# Overclocking with nvidia control panel



## inekarma

Highlighted box (from Acer's user guide): Note: You can also use NVIDIA nTune to overclock your system. To launch
NVIDIA nTune, click Start > All Programs > NVIDIA Control Panel >
Performance. Refer to the online help for more information.

I would like to overclock my system in windows, but I just can't find "performance" or "choose a category" anywhere on nvidia control panel.

Also, my system is Acer Predator Trooper, and in its manual it says "Important: Your system is designed to support overclocking. However,
make sure your components are able to tolerate an abnormal setting, while
doing overclocking. Any attempt to operate beyond product specifications
is not recommended. Overclocking may result in system instability."

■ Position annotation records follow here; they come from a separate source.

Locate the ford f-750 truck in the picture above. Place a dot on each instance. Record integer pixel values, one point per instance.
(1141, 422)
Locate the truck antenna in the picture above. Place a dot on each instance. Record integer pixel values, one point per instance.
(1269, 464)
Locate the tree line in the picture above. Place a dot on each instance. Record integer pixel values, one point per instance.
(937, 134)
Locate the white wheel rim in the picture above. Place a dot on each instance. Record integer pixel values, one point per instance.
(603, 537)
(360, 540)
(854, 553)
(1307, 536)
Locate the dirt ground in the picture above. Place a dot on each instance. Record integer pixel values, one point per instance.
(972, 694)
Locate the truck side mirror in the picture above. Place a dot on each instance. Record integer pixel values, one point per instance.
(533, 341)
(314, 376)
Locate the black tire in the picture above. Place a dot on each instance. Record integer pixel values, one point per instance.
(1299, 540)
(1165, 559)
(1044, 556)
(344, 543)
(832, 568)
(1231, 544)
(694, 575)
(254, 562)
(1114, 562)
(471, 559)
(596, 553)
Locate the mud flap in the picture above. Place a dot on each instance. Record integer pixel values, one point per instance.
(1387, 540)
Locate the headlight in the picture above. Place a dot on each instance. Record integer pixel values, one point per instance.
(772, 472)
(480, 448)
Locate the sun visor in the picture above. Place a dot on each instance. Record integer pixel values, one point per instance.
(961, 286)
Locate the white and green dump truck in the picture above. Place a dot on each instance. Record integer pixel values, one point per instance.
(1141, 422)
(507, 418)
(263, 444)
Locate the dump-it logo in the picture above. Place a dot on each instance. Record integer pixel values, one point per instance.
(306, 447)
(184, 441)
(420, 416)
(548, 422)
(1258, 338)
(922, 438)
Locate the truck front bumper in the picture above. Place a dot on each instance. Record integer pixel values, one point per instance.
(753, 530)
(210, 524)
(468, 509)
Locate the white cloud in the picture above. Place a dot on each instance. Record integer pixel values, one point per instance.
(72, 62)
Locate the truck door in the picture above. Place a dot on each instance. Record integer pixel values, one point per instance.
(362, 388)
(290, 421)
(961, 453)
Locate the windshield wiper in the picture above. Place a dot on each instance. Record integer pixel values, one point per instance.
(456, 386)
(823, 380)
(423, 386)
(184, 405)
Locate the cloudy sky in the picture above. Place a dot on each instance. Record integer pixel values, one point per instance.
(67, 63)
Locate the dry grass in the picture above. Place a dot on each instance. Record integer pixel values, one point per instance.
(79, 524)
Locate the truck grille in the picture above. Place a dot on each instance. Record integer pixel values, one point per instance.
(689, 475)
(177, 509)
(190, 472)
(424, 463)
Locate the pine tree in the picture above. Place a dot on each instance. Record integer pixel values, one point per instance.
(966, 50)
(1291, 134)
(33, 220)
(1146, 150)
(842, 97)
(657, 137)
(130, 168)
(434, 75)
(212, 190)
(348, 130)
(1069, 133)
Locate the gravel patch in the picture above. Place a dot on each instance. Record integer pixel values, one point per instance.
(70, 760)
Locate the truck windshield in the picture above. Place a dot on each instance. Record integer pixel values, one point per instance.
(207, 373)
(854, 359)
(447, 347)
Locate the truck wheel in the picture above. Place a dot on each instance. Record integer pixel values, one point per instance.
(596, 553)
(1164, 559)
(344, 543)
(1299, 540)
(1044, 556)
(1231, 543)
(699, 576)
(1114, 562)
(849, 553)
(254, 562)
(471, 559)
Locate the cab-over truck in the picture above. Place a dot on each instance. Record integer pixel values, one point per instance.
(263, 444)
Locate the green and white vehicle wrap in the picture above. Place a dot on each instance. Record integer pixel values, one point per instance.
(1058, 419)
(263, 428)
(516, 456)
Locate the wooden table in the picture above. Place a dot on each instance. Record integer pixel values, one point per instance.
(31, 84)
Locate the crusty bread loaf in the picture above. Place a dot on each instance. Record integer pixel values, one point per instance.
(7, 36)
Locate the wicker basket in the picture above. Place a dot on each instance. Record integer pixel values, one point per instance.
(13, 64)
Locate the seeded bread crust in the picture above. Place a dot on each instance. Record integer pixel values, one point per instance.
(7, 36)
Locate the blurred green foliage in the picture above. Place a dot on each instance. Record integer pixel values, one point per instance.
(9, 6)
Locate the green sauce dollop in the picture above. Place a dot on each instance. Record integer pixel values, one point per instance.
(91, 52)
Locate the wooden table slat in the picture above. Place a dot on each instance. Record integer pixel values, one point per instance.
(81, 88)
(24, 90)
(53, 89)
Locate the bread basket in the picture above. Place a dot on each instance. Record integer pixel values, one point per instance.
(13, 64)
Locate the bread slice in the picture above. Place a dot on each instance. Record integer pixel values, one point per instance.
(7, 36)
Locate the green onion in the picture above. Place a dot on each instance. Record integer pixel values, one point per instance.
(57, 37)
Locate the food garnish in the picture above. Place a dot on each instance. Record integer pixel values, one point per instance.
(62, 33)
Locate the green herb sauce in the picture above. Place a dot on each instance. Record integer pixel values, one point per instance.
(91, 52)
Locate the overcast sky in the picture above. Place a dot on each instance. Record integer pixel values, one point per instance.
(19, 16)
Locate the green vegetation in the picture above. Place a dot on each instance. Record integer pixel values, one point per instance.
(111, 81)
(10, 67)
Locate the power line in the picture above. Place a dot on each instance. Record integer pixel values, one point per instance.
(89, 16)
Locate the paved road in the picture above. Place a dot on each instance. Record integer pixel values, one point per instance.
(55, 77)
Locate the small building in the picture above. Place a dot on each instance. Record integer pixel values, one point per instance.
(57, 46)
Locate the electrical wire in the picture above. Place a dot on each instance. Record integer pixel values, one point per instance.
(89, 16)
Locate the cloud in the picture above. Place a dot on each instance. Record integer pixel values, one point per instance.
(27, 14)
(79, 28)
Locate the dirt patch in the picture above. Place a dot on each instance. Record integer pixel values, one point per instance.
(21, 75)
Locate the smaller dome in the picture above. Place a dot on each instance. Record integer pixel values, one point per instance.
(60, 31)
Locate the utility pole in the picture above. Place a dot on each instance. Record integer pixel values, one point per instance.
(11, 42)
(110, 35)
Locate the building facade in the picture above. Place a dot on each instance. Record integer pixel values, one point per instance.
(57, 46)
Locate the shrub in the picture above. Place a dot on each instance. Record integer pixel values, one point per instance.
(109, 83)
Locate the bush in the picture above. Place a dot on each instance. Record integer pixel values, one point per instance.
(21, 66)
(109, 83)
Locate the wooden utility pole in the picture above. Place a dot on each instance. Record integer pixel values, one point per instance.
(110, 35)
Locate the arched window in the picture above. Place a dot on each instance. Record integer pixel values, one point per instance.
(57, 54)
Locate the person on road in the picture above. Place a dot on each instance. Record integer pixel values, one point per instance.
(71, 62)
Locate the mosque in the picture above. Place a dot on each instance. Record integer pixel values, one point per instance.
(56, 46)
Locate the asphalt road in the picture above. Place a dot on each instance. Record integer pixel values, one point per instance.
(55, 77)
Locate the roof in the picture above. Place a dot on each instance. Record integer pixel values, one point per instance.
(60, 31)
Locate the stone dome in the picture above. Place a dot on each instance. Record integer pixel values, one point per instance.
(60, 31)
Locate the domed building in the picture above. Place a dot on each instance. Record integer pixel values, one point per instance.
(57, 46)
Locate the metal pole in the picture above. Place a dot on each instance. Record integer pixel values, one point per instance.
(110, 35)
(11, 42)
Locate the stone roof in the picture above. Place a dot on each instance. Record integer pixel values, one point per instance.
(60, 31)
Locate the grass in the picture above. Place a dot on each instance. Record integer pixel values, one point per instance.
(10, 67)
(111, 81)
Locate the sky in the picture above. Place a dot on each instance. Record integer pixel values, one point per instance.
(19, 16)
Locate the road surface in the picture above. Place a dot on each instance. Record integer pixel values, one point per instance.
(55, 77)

So, how much should I overclock?

* Intel Core 2 Quad Q9450 processor
* 4GB (2x2GB) DDR2 800MHz RAM
* 2x 640GB hard drive
* DVDRW + BD-ROM
* NVIDIA nForce 780i SLI CPU
* 2x Geforce 9800GTX 512MB DDR3 video drivers
* Liquid cooling system
* Dual Gigabit Ethernet
* 750W power suplly
* Windows Vista Home Premium 64-bit SP1


----------



## FreoHeaveho

Download nTune: http://www.nvidia.com/object/ntune_5.05.54.00.html


----------



## inekarma

bigfellla said:


> Download nTune: http://www.nvidia.com/object/ntune_5.05.54.00.html


I found out that ntune doesn't support my windows language (finnish). I get bluescreen from just opening nvidia control panel when ntune is installed.


----------



## FreoHeaveho

Download the latest drivers.
Uninstall the current ones in Add and Remove Programs (in SAFE MODE)
Use Driver Cleaner to remove rementants
Restart in safe mode.
Reinstall the nvidia drivers.


What PSU is that (make and model)?


----------